El diablo los cría, y ellos se juntan
Los pobres cosechan lo que los intelectuales siembran.
Theodore Dalrymple
Desde mediados del siglo pasado, académicos que Gramsci hubiera considerado orgánicos, han venido construyendo diligentemente un nuevo conjunto de teorías anti-capitalistas que llegarían a ser uno de los pilares fundamentales del socialismo del siglo XXI. El sustento teórico del ecologismo político lo han creado principalmente biólogos cuyo criterio académico no pasa de extender las tesis maltusianas, que tan fructíferas les resultaran en la biología poblacional de los animales, a la población humana.

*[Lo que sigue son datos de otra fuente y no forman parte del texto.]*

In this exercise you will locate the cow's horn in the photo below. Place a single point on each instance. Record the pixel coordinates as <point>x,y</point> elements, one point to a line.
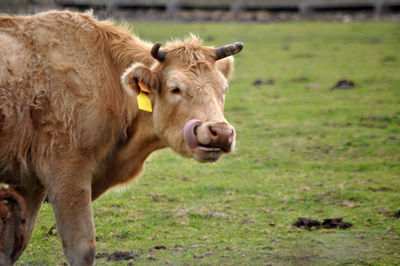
<point>228,50</point>
<point>157,53</point>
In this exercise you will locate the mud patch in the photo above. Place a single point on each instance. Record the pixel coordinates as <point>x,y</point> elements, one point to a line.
<point>330,223</point>
<point>307,223</point>
<point>344,84</point>
<point>336,223</point>
<point>121,255</point>
<point>259,82</point>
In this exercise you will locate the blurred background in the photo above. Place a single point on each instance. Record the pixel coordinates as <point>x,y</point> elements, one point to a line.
<point>222,10</point>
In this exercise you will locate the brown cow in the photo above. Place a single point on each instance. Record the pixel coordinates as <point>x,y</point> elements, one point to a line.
<point>70,123</point>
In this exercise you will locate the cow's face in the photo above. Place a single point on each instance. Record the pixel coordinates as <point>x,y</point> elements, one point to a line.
<point>188,93</point>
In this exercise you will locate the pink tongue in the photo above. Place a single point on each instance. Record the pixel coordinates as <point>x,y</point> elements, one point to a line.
<point>188,133</point>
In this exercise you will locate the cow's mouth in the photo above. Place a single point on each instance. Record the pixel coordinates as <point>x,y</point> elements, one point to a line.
<point>201,152</point>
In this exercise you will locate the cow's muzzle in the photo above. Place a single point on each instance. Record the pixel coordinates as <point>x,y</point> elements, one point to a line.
<point>208,141</point>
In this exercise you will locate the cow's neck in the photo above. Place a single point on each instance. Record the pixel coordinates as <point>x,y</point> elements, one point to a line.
<point>126,161</point>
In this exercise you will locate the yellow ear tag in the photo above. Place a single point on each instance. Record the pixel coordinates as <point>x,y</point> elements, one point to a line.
<point>144,102</point>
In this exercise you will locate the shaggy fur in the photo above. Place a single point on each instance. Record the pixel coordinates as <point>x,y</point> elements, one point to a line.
<point>69,123</point>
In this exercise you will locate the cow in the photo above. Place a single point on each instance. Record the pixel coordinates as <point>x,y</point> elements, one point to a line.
<point>83,103</point>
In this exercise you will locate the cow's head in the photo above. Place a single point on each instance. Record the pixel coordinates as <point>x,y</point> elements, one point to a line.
<point>188,83</point>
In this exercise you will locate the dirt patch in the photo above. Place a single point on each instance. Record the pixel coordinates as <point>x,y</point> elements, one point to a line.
<point>121,255</point>
<point>259,82</point>
<point>160,247</point>
<point>336,223</point>
<point>344,84</point>
<point>330,223</point>
<point>307,223</point>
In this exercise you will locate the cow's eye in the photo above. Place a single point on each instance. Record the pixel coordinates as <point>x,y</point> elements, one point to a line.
<point>176,91</point>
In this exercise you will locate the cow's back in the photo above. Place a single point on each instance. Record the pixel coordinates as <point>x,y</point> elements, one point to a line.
<point>56,92</point>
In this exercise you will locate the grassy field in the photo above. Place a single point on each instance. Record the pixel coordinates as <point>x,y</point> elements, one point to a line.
<point>304,150</point>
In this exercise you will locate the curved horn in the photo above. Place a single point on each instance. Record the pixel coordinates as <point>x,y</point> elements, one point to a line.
<point>228,50</point>
<point>157,53</point>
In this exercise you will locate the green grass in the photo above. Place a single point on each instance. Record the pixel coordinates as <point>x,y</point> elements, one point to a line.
<point>304,150</point>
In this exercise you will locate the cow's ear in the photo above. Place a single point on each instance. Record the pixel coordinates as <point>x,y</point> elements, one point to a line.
<point>225,66</point>
<point>139,73</point>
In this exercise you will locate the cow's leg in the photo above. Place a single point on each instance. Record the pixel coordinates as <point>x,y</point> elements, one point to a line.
<point>70,195</point>
<point>33,199</point>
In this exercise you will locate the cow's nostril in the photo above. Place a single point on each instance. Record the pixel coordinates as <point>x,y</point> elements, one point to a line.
<point>195,130</point>
<point>213,131</point>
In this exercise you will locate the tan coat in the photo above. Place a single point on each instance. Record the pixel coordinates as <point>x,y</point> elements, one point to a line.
<point>69,122</point>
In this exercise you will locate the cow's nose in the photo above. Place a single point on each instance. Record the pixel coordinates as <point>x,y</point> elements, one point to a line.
<point>221,136</point>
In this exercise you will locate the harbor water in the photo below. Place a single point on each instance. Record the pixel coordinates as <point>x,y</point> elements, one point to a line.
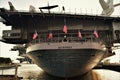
<point>33,72</point>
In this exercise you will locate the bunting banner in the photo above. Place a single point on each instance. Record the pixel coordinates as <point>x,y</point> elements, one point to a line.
<point>79,34</point>
<point>35,35</point>
<point>96,34</point>
<point>50,35</point>
<point>65,29</point>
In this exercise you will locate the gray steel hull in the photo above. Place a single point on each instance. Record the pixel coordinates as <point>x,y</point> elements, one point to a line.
<point>66,62</point>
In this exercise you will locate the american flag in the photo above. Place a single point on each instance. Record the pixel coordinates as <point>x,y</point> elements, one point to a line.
<point>65,29</point>
<point>96,34</point>
<point>50,35</point>
<point>35,35</point>
<point>79,34</point>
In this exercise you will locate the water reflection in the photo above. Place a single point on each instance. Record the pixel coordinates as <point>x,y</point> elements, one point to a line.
<point>32,71</point>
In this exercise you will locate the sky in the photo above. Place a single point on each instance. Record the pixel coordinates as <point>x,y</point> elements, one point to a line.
<point>73,6</point>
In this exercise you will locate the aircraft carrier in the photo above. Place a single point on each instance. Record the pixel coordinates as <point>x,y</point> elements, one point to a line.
<point>66,45</point>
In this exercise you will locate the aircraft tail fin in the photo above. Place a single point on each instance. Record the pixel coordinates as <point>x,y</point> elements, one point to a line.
<point>32,9</point>
<point>12,8</point>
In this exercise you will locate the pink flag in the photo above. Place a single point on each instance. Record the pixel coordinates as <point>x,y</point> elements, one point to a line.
<point>35,35</point>
<point>79,34</point>
<point>65,29</point>
<point>96,34</point>
<point>50,35</point>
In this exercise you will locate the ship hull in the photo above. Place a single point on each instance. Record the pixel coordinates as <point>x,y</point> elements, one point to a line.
<point>66,62</point>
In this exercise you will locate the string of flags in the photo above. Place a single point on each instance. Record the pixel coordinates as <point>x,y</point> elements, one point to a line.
<point>50,36</point>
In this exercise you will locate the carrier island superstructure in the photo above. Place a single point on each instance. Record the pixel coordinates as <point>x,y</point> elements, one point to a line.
<point>66,45</point>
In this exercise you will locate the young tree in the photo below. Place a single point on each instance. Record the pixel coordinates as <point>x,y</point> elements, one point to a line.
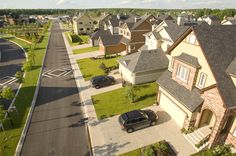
<point>19,77</point>
<point>130,94</point>
<point>7,93</point>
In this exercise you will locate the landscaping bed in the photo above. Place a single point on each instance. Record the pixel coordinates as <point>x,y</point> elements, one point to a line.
<point>116,102</point>
<point>9,138</point>
<point>90,67</point>
<point>161,148</point>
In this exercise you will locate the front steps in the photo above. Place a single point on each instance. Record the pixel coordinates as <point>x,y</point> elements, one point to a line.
<point>198,135</point>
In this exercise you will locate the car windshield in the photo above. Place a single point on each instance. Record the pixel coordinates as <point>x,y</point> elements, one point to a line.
<point>144,114</point>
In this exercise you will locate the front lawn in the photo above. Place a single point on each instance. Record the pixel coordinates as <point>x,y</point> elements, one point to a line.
<point>160,148</point>
<point>116,102</point>
<point>75,40</point>
<point>9,139</point>
<point>85,50</point>
<point>90,67</point>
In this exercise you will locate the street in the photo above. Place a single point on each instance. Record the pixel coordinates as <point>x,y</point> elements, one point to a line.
<point>57,127</point>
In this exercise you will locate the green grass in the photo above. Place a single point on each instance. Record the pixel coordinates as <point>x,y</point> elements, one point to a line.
<point>24,99</point>
<point>85,50</point>
<point>83,39</point>
<point>90,67</point>
<point>115,102</point>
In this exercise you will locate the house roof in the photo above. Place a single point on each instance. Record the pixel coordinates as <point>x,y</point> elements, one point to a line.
<point>232,68</point>
<point>218,44</point>
<point>108,39</point>
<point>174,30</point>
<point>189,59</point>
<point>146,60</point>
<point>190,99</point>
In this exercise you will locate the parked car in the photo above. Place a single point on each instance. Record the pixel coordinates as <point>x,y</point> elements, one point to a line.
<point>137,119</point>
<point>102,81</point>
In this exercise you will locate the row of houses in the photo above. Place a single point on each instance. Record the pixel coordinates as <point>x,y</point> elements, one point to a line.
<point>192,61</point>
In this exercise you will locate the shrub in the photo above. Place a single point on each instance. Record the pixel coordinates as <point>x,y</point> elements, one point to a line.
<point>7,93</point>
<point>221,150</point>
<point>149,151</point>
<point>19,77</point>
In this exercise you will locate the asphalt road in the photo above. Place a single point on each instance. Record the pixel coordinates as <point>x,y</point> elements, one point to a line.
<point>10,63</point>
<point>57,127</point>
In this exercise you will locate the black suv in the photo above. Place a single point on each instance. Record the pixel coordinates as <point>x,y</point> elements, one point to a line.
<point>102,81</point>
<point>137,119</point>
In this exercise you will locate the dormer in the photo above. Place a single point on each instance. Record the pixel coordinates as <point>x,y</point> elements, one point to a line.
<point>185,69</point>
<point>231,71</point>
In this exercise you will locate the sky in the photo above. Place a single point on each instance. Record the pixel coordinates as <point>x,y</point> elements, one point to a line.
<point>84,4</point>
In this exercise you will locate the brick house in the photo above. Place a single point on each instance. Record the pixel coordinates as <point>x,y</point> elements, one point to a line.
<point>198,89</point>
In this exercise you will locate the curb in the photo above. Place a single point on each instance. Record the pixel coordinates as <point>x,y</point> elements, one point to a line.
<point>30,113</point>
<point>18,90</point>
<point>81,98</point>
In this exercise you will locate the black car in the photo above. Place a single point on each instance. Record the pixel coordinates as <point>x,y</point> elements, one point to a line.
<point>137,119</point>
<point>102,81</point>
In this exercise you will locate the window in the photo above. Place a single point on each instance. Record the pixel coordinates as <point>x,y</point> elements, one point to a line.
<point>182,73</point>
<point>202,80</point>
<point>192,39</point>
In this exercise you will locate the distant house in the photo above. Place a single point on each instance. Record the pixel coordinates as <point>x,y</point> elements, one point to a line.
<point>130,37</point>
<point>211,19</point>
<point>199,88</point>
<point>83,24</point>
<point>229,21</point>
<point>143,66</point>
<point>164,35</point>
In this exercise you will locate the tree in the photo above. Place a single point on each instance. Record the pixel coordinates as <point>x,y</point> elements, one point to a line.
<point>130,94</point>
<point>19,76</point>
<point>7,93</point>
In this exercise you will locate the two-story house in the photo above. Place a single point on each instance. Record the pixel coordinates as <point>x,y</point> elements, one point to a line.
<point>164,35</point>
<point>133,30</point>
<point>83,24</point>
<point>198,89</point>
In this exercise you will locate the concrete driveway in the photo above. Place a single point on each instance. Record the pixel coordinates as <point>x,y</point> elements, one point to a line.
<point>118,141</point>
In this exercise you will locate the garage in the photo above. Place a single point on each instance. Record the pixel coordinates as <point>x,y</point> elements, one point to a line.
<point>172,109</point>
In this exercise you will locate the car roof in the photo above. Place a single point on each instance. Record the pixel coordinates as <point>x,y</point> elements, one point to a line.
<point>134,114</point>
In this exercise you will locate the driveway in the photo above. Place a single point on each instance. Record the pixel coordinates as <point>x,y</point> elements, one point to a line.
<point>118,141</point>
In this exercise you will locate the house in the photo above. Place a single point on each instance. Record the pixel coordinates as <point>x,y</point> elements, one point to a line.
<point>199,88</point>
<point>164,35</point>
<point>130,37</point>
<point>83,24</point>
<point>229,21</point>
<point>143,66</point>
<point>211,19</point>
<point>133,30</point>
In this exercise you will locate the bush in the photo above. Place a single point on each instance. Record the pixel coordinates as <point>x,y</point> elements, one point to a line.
<point>75,38</point>
<point>149,151</point>
<point>221,150</point>
<point>19,77</point>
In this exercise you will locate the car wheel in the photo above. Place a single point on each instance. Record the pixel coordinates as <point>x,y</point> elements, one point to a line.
<point>130,130</point>
<point>153,123</point>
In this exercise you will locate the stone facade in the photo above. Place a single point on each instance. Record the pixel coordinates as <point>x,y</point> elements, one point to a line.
<point>214,103</point>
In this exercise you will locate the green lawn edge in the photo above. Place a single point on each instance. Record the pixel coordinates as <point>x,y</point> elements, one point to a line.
<point>24,98</point>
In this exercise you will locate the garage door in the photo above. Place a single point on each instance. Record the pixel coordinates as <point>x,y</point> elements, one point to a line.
<point>174,111</point>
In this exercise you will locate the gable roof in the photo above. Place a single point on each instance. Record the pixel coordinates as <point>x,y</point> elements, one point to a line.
<point>218,44</point>
<point>146,60</point>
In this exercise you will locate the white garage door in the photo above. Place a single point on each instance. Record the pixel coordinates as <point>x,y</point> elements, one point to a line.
<point>174,111</point>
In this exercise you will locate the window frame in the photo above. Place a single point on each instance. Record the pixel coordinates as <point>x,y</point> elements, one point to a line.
<point>189,39</point>
<point>200,80</point>
<point>186,72</point>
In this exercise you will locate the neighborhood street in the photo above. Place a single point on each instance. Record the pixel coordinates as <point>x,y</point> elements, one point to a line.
<point>57,127</point>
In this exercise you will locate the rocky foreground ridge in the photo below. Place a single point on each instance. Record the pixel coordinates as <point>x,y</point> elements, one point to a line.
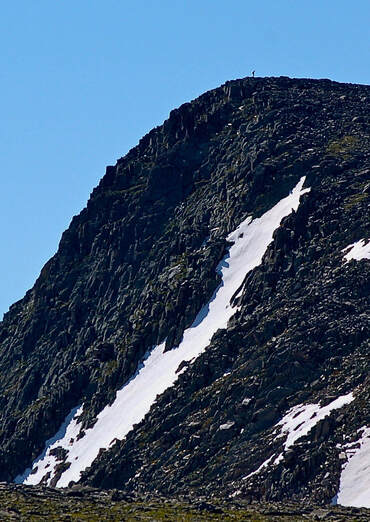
<point>37,503</point>
<point>136,266</point>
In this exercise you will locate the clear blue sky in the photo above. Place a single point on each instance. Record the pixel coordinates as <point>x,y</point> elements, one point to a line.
<point>81,81</point>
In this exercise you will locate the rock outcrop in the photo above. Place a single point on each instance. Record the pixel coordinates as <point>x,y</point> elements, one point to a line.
<point>137,264</point>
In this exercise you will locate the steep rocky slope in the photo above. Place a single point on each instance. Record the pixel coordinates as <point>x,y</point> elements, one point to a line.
<point>139,262</point>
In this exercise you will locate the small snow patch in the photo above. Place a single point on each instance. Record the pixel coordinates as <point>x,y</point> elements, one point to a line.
<point>354,487</point>
<point>358,250</point>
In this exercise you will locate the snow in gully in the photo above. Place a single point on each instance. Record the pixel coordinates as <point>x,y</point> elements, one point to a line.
<point>157,371</point>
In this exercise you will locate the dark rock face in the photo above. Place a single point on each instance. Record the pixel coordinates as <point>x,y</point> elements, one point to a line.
<point>138,262</point>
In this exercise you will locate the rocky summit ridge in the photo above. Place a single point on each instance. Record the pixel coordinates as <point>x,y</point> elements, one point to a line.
<point>276,405</point>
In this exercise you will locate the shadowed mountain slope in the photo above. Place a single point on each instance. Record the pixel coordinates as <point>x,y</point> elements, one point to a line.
<point>139,262</point>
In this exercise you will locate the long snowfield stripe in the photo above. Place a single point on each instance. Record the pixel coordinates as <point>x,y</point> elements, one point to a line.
<point>354,486</point>
<point>157,371</point>
<point>358,250</point>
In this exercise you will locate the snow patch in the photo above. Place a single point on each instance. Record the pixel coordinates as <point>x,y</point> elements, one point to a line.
<point>354,487</point>
<point>157,371</point>
<point>358,250</point>
<point>298,422</point>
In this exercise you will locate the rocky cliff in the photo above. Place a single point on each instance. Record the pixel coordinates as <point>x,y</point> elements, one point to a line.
<point>138,263</point>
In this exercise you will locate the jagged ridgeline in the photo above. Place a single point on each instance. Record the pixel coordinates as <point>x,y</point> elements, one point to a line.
<point>203,327</point>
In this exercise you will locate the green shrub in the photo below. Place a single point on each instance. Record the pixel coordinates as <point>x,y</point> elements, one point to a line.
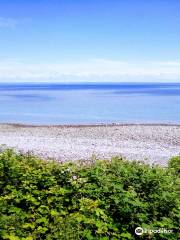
<point>97,200</point>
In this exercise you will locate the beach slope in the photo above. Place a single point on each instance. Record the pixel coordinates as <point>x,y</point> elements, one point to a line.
<point>150,143</point>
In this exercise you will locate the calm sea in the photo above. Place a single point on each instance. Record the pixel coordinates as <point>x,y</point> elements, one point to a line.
<point>89,103</point>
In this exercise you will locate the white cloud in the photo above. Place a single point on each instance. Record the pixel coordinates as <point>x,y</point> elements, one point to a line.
<point>94,69</point>
<point>8,22</point>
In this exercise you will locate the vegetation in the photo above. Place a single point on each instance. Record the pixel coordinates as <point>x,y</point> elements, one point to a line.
<point>99,200</point>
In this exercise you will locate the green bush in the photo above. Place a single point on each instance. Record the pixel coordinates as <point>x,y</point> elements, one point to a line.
<point>95,200</point>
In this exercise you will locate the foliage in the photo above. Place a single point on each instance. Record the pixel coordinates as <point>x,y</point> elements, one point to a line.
<point>97,200</point>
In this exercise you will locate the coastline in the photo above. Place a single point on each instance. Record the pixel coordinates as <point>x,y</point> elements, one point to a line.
<point>152,143</point>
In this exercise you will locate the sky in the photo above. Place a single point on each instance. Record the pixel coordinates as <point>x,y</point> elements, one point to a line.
<point>89,41</point>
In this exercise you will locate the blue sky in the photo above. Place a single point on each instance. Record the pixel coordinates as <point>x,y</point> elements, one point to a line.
<point>95,40</point>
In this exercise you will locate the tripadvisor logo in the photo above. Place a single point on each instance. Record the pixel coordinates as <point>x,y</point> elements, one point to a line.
<point>139,231</point>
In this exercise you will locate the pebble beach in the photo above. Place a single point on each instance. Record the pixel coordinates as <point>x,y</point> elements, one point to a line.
<point>148,143</point>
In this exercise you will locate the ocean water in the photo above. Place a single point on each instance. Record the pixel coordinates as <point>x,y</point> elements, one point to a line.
<point>90,103</point>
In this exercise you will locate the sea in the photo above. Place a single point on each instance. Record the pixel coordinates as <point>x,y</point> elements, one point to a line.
<point>89,103</point>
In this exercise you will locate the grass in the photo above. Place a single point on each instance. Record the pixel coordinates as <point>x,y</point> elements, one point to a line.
<point>99,200</point>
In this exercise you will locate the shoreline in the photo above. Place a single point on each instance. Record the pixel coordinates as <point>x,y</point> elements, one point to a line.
<point>152,143</point>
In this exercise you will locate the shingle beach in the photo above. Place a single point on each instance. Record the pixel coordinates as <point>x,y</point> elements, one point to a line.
<point>150,143</point>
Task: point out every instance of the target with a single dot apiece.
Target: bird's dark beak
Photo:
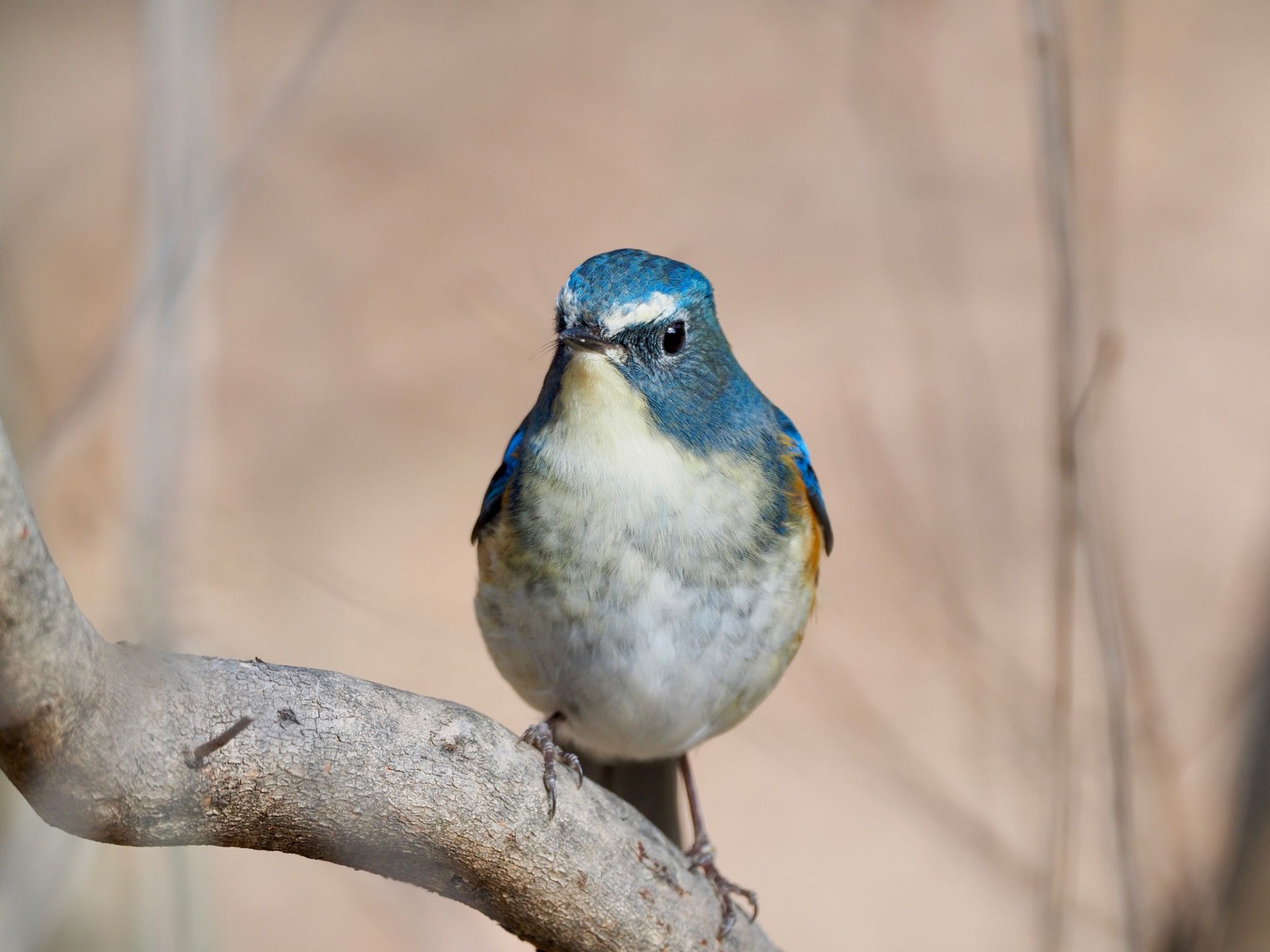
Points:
(587, 339)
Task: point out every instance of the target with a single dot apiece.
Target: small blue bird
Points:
(649, 546)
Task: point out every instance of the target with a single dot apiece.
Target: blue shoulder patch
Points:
(493, 500)
(813, 485)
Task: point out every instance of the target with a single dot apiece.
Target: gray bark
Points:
(104, 742)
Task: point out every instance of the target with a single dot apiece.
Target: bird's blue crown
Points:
(624, 280)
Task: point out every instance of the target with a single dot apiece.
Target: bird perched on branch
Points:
(649, 546)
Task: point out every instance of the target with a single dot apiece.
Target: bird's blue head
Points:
(653, 320)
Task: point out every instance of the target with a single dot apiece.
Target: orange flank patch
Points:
(801, 508)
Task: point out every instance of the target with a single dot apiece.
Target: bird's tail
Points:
(651, 787)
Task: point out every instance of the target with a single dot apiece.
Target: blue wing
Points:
(813, 485)
(493, 500)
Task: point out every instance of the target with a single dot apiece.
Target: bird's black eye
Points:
(672, 340)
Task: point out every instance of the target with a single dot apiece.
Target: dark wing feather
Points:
(813, 485)
(493, 500)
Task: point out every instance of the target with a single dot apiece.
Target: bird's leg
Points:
(701, 855)
(541, 736)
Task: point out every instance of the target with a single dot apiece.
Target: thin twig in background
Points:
(333, 769)
(175, 257)
(182, 61)
(1080, 509)
(280, 104)
(1050, 81)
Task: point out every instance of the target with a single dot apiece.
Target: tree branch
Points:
(102, 739)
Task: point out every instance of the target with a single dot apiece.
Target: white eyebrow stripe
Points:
(657, 306)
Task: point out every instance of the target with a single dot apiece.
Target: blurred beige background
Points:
(859, 182)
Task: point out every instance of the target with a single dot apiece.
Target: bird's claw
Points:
(701, 857)
(540, 738)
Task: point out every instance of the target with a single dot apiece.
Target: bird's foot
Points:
(541, 738)
(701, 857)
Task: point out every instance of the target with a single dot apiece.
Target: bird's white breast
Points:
(639, 589)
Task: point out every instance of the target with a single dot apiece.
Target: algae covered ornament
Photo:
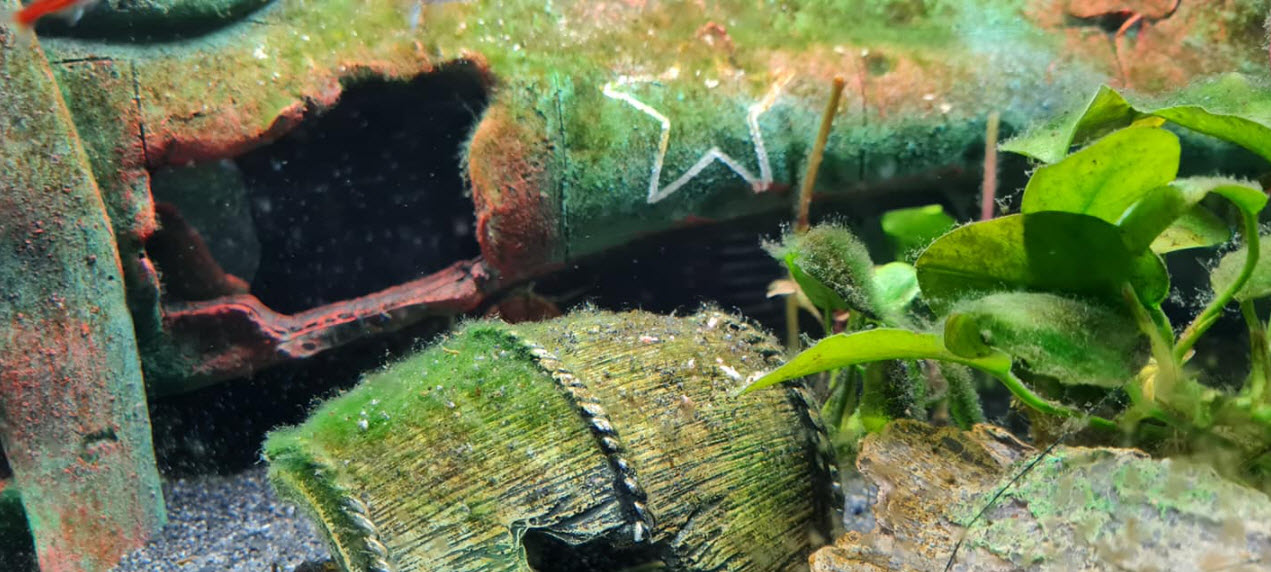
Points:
(595, 441)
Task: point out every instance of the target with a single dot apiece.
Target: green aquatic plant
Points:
(1061, 301)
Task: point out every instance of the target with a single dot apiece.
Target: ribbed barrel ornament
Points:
(596, 441)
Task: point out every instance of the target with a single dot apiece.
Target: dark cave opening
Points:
(370, 193)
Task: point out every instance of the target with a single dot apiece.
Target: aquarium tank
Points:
(634, 285)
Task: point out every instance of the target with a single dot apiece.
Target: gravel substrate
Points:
(228, 524)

Y de los alimentos a una amplísima gama de recursos, lo que les conduce a predecir todo tipo de catástrofes inminentes de dramáticas proporciones apocalípticas, y gran atractivo para los medios de comunicación masivos; lo que se traduce en un significativo impacto en la opinión pública. Como no ocurren en las fechas previstas, luego son postergadas, transformadas y retomadas, en la medida que jamás llegan a ocurrir, sin que por ello se anule su efectividad propagandística. El neo-malthusianismo además de un pilar ideológico del socialismo del siglo XXI, es una de sus principales diferencias con el socialismo del siglo XX. Porque mientras en el siglo XX los socialistas se proponían producir más que el capitalismo, en el siglo XXI han colocado los objetivos en concordancia con las capacidades. Ahora que son ecologistas proponen reducir dramáticamente la producción, y la población, para repartir equitativamente una miseria creciente, entre una población decreciente. Producir riqueza es algo en lo que el socialismo se mostró incapaz, pero producir miseria y reducir dramáticamente el número de seres humanos sobre el planeta, es algo de lo que si sería capaz. Su capacidad para alcanzar ambos tipos de objetivos quedó demostrada, indiscutiblemente, el siglo pasado.